For instance, suppose I invent a new battery, but claim that even though it's
the same size and weight as a standard 9V battery, it can last for 40 years at
full load. The company making the application could suggest a desired length
of time for the patent in months. The USPTO then puts the following on their
site:

"A patent has been applied for on technology to produce 9V batteries of the
standard dimensions and weight as existing batteries, but with a mean lifetime
of 40 years. The expected cost to produce one such battery at scale is $1.25.
The applicant is asking for 480 months (40 yrs) of protection to exclusively
sell and/or license this technology.

Do you agree to these terms?"

Then the public could vote yes or no. Obviously verification of voters of some
sort to prevent fraud, etc, would be needed, but the principle is that the
company can set an "asking price" to reveal the technology and we could vote
on whether we agree to pay.

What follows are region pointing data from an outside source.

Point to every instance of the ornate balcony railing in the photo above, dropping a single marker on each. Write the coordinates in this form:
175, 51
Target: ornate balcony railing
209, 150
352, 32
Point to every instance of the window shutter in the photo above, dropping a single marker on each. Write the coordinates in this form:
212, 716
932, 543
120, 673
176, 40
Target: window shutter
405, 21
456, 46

We'd need a sufficient number of votes before a
result would be binding, and the company to could decide to reduce their terms
to get more votes (not increase).

That's just a possible mechanism, lot's of things to tweak, but I don't think
it's impossible or even impractical in reality to do such a thing (or at least
something in the spirit).

The grants are useful as well. I think things like the X Prize are a good
potential solution to some of the innovation dilemmas we face now with
patents. We could target what the problems we most want solved by offering
$$$$ to the person/group who comes up with a solution. If the dollars are
large enough, then the public could even ask/expect to receive all the rights
to exploit the solution should one be found/submitted. And you are right, the
dollars allocated to the incentive (grant or prize) would directly reflect the
value society places on it (hopefully).